Texas is more split on the issue than you might have believed
If recent poll numbers are to be believed Texans are more split on the gun issue than you would have thought.
Overall, the University of Texas/Texas Tribune poll finds that you're against gun control, 52-44 percent. James Henson of U-T, who conducted the poll, told KTRH he was somewhat stunned by the results.
“Whenever you see gun numbers in Texas that are divided you are surprised, but then you look at the national numbers and they make sense,” Henson explained.
Some of the other numbers from the poll; you oppose a ban on semi-automatic weapons 49-40 percent, but also support a ban on high capacity magazines 46-45 percent. Jeremy Alcede of Tactical Firearms says these numbers are the result of media scaring people.
“Looking at the current media situation with the doom and gloom, people are not given viable answers or solutions to these shootings,” Alcede said.
Alcede isn’t sure he trusts the numbers.
“They aren’t polling the right people. I’d like to see where they are getting these people from. Everyone I hear from is against more regulation,” Alcede stated.
Henson, who also directs the Texas Politics Project told KTRH he’s confident in the methodology.
“This was a sample of 1,200 self declared registered voters that are then weighted according to voter turnout categories. We get a very good sample here,” Henson explained.

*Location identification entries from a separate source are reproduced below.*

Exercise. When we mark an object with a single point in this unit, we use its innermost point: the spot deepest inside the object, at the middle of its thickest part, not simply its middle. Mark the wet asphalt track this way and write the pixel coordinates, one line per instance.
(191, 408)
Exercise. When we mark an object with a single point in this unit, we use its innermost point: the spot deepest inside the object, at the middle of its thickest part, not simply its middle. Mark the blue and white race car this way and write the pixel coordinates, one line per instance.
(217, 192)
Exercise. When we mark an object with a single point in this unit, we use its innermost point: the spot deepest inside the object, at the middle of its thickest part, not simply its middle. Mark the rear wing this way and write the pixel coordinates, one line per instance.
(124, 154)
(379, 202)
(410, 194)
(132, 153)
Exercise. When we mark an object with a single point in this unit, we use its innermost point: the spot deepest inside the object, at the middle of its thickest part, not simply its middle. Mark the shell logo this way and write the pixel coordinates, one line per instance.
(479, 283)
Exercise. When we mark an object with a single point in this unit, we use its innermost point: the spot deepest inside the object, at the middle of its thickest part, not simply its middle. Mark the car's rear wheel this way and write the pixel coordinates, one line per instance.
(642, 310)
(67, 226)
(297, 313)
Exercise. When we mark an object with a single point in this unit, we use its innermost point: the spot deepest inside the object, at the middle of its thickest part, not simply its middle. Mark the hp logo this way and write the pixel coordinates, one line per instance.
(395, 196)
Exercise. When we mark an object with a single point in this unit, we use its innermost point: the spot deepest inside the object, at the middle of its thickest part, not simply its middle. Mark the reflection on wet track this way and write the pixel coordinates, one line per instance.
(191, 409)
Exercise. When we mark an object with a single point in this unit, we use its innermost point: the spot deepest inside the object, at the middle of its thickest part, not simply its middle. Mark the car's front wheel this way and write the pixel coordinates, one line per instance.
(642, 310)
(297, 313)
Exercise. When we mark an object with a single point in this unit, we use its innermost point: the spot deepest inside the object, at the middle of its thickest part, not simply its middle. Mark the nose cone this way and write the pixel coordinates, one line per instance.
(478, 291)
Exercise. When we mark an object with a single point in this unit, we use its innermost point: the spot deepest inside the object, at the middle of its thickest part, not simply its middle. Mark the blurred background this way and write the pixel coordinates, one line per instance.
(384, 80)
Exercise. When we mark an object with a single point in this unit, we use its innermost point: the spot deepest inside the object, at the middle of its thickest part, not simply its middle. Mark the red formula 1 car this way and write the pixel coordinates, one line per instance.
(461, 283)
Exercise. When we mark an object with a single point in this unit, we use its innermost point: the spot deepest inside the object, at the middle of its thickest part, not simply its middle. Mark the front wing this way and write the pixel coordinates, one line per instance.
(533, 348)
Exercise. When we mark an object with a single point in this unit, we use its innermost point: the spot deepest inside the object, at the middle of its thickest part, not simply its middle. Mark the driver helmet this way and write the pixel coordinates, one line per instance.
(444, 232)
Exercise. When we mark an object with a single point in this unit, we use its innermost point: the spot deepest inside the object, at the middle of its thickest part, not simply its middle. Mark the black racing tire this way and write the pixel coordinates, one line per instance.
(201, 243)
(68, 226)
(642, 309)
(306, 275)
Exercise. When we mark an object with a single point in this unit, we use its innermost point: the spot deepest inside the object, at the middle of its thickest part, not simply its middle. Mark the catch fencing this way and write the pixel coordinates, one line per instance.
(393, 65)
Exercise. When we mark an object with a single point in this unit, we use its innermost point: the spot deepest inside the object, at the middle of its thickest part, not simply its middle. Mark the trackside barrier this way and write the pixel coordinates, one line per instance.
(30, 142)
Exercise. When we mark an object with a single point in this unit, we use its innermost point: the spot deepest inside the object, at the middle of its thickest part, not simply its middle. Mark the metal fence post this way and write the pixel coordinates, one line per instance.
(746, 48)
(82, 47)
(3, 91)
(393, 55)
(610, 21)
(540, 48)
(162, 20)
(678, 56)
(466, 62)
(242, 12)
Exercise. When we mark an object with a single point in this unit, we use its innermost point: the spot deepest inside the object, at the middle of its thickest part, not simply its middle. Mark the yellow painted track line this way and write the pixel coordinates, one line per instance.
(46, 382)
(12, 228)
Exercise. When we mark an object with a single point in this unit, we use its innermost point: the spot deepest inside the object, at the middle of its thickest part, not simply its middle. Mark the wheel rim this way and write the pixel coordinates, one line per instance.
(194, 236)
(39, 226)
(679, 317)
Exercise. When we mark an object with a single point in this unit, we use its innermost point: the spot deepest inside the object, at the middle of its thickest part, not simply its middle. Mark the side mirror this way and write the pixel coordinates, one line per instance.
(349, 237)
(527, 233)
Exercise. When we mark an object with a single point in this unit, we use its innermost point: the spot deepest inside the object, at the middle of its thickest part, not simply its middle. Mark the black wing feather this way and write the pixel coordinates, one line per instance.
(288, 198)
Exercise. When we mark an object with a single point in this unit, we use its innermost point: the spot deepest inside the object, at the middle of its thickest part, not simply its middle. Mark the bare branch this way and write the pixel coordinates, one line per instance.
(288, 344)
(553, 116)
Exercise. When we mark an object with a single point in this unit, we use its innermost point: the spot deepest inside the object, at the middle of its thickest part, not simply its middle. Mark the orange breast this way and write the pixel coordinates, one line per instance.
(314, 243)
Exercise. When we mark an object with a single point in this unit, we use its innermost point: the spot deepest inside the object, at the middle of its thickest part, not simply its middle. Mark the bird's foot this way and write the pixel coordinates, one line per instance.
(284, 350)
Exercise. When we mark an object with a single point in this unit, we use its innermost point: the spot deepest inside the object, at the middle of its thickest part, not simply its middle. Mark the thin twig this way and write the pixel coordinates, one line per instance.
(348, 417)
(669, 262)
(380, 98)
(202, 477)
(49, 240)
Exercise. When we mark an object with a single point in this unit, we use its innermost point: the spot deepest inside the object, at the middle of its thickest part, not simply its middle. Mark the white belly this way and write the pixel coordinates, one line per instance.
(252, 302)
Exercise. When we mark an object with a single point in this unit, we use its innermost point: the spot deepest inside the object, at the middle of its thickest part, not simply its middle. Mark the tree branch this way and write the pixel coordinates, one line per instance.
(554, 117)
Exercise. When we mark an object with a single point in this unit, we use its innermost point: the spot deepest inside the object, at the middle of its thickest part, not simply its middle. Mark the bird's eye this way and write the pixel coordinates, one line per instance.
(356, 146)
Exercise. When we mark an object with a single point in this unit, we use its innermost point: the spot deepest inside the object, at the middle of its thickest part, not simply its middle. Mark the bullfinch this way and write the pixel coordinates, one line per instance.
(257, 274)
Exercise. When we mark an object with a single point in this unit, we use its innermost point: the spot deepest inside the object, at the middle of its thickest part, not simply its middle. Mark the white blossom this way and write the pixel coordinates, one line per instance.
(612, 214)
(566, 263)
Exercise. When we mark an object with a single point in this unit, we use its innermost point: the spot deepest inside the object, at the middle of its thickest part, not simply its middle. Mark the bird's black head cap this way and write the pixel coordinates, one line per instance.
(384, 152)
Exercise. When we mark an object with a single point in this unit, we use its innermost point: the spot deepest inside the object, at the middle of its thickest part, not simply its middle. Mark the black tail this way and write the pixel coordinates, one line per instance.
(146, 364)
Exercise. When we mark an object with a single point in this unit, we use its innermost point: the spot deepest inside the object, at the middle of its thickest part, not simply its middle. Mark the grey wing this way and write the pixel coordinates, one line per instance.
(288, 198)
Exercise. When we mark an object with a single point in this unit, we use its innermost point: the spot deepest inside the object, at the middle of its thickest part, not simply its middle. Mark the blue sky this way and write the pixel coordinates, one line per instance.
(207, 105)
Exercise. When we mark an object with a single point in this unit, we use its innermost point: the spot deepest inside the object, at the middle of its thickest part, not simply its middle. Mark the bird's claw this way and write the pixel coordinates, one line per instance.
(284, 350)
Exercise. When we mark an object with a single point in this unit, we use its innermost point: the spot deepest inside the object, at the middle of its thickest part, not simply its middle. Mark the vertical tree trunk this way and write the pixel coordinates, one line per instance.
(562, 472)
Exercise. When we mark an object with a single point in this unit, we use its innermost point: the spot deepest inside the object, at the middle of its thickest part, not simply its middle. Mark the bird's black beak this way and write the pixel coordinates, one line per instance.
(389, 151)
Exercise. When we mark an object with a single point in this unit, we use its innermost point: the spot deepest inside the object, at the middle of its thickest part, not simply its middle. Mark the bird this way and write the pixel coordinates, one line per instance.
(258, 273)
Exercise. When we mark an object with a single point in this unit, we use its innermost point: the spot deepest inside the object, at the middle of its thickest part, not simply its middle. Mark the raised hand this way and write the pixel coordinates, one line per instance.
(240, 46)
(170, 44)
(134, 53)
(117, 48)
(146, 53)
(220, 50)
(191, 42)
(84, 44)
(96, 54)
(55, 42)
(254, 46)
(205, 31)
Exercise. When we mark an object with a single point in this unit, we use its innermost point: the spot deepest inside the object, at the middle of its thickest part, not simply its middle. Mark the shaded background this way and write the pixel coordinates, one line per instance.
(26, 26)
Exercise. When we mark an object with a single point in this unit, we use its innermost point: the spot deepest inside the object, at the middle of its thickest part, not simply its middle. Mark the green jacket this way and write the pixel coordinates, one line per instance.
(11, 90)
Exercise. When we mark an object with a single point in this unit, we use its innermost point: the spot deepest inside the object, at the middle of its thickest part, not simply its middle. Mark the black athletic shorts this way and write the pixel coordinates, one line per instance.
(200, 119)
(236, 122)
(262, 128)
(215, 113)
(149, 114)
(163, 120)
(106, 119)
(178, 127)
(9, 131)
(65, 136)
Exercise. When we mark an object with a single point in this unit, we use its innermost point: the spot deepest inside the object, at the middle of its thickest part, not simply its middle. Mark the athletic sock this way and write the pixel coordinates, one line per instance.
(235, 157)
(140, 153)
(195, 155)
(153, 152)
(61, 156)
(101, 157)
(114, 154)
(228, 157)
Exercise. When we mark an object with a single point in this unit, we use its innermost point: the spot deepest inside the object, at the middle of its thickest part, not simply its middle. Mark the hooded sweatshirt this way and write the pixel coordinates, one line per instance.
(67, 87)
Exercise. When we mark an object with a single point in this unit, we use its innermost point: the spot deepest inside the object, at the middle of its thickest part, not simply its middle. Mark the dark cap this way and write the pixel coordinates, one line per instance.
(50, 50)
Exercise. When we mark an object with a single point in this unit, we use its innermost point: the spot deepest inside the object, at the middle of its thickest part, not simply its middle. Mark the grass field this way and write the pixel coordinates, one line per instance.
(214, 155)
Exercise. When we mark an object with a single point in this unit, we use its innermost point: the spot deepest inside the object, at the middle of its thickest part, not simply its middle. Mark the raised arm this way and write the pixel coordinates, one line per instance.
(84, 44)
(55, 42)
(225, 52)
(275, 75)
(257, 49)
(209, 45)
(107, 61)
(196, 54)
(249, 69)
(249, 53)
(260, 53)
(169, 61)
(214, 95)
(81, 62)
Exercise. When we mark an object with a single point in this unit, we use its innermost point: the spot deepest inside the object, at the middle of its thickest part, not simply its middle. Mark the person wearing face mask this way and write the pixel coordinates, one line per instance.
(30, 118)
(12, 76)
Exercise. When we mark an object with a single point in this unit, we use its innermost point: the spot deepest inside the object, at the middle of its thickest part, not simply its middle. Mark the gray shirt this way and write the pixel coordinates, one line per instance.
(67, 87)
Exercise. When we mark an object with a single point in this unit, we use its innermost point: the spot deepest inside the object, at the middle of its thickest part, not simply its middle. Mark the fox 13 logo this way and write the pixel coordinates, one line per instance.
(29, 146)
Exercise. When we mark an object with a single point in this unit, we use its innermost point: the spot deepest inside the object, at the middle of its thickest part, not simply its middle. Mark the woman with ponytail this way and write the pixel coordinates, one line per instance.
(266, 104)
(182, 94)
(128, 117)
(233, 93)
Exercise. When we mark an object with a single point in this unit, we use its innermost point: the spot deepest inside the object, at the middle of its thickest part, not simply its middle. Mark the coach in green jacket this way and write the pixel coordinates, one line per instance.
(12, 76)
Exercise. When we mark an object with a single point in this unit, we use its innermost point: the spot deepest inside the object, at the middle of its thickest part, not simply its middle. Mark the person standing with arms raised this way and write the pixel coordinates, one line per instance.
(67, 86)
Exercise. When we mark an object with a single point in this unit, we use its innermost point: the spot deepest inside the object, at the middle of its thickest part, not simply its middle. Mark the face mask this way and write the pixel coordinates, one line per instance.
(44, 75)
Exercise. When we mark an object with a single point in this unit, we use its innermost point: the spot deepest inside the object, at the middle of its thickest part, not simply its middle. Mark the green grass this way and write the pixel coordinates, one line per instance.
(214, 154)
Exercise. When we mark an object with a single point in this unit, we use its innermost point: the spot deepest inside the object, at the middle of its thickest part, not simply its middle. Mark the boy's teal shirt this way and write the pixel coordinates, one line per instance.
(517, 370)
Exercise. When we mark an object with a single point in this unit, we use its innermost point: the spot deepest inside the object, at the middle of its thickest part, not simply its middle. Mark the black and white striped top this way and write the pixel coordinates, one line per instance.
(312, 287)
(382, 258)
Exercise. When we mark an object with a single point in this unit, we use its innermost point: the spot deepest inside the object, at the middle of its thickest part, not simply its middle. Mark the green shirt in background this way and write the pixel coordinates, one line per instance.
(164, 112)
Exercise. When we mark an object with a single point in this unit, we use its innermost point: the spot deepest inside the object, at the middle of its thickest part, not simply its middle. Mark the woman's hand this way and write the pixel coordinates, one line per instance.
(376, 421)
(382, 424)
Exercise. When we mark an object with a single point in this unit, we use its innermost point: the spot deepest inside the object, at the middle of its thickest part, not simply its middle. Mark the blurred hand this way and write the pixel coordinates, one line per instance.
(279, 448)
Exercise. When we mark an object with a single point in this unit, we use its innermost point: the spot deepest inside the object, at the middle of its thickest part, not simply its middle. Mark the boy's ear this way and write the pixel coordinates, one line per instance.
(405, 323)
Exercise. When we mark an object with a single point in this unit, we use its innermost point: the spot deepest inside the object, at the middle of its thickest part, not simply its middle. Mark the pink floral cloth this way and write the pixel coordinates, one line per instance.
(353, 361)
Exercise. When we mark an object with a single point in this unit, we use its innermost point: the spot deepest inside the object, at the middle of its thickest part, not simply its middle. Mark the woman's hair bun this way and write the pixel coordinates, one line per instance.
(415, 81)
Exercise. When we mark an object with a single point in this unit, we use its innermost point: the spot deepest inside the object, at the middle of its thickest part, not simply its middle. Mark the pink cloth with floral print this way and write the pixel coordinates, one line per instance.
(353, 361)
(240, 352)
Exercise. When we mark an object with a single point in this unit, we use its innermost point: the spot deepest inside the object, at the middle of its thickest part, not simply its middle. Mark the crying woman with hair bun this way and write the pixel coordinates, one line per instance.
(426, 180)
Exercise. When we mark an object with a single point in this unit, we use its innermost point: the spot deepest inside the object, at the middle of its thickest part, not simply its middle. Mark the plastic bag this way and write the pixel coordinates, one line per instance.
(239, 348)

Teachers more comfortable with armed police
A separate poll of more than ten thousand teachers and school workers around the country shows that having cops with guns in schools is a good idea. Brandon Rottinghaus of the University of Houston can see where those teachers are coming from.
“I suspect that people would feel better if police were around in general. They would certainly feel more secure that if something terrible were to happen, there would be somebody there that is trained to deal with it,” Rottinghaus explained.
Rottinghaus said he feels safe on the U-H campus.
“I think it’s a safe campus. There are always enough people around that it never feels like there is any real danger,” Rottinghaus said.